WITH RECURSIVE t(n) AS (
    VALUES (1)
  UNION ALL
    SELECT n+1 FROM t WHERE n < 100
)
SELECT sum(n) FROM t;

A recursive query follows the form, of WITH followed by a query and then a UNION ALL term, the UNION term can be though of as the recursive part. In this case the query will sum all integers from 0 to 100, which is 5050. This example is slightly to simple to properly understand recursion and how it can be used so lets make a some what more realistic example. I will take the example from by duckdb here.

CREATE TABLE tag (id INT, name VARCHAR, subclassof INT);
INSERT INTO tag VALUES
 (1, 'U2',     5),
 (2, 'Blur',   5),
 (3, 'Oasis',  5),
 (4, '2Pac',   6),
 (5, 'Rock',   7),
 (6, 'Rap',    7),
 (7, 'Music',  9),
 (8, 'Movies', 9),
 (9, 'Art', NULL);

Feel free to run SELECT * FROM tag; to check out the table. Using recursive we could try to answere question such as, what is the path between 2Pac and Art?

WITH RECURSIVE steps(id, name, subclassof) AS (
    SELECT id, name, subclassof 
    FROM tag
    WHERE name='2Pac'
  UNION ALL
    SELECT tag.id, tag.name, tag.subclassof
    FROM tag, steps
    WHERE steps.subclassof=tag.id
)
SELECT * FROM steps;

The output should be:

id | name  | subclassof
----+-------+------------
  4 | 2Pac  |          6
  6 | Rap   |          7
  7 | Music |          9
  9 | Art   |
(4 rows)

For postgres even though the terminology is recursive the query is evaluated iteratively. This should give you an example on how to traverse a graph like structure using SQL. An alternative do doing this using postgres is to use DuckDB for the compute and graph traversal.

RECURSIVE queries from duckdb on postgres.

The first step is to create a new shell inside the docker container.

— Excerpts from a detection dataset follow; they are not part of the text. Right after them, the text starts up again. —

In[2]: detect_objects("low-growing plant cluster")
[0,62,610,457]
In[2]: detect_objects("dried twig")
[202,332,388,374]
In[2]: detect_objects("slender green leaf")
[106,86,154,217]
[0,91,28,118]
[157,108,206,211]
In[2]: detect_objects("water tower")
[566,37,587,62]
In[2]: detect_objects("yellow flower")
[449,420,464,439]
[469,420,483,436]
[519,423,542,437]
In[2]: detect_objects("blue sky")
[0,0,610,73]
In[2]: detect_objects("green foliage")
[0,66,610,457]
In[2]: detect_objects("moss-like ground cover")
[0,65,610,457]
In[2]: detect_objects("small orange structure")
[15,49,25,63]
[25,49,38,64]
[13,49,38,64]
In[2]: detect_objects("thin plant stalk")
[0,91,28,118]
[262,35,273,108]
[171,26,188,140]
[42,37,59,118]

docker exec -it postgresql /bin/bash
apt-get update
apt-get install curl -y
apt-get install unzip
curl -OL https://github.com/duckdb/duckdb/releases/download/v0.9.2/duckdb_cli-linux-amd64.zip
unzip duckdb_cli-linux-amd64.zip
./duckdb

Then it is time to install and load the postgres connector:

D INSTALL postgres_scanner;
D LOAD postgres_scanner;

The next step is to connect to the postgres instance:

D ATTACH 'host=localhost port=5432 dbname=test connect_timeout=10 user=admin password=admin' AS postgres_db (TYPE postgres);
D USE postgres_db; -- Otherwise the use postgres_db.public.tag;
D SELECT * FROM tag;
D SELECT * FROM postgres_db.public.tag;

We can then run RECURSIVE query through duckdb:

WITH RECURSIVE steps(id, name, subclassof) AS (
    SELECT id, name, subclassof 
    FROM tag
    WHERE name='2Pac'
  UNION ALL
    SELECT tag.id, tag.name, tag.subclassof
    FROM tag, steps
    WHERE steps.subclassof=tag.id
)
SELECT * FROM steps;

which gives:

┌───────┬─────────┬────────────┐
  id     name    subclassof 
 int32  varchar    int32    
├───────┼─────────┼────────────┤
     4  2Pac              6 
     6  Rap               7 
     7  Music             9 
     9  Art                 
└───────┴─────────┴────────────┘

Thats it, now you are ready to do RECURSIVE queries.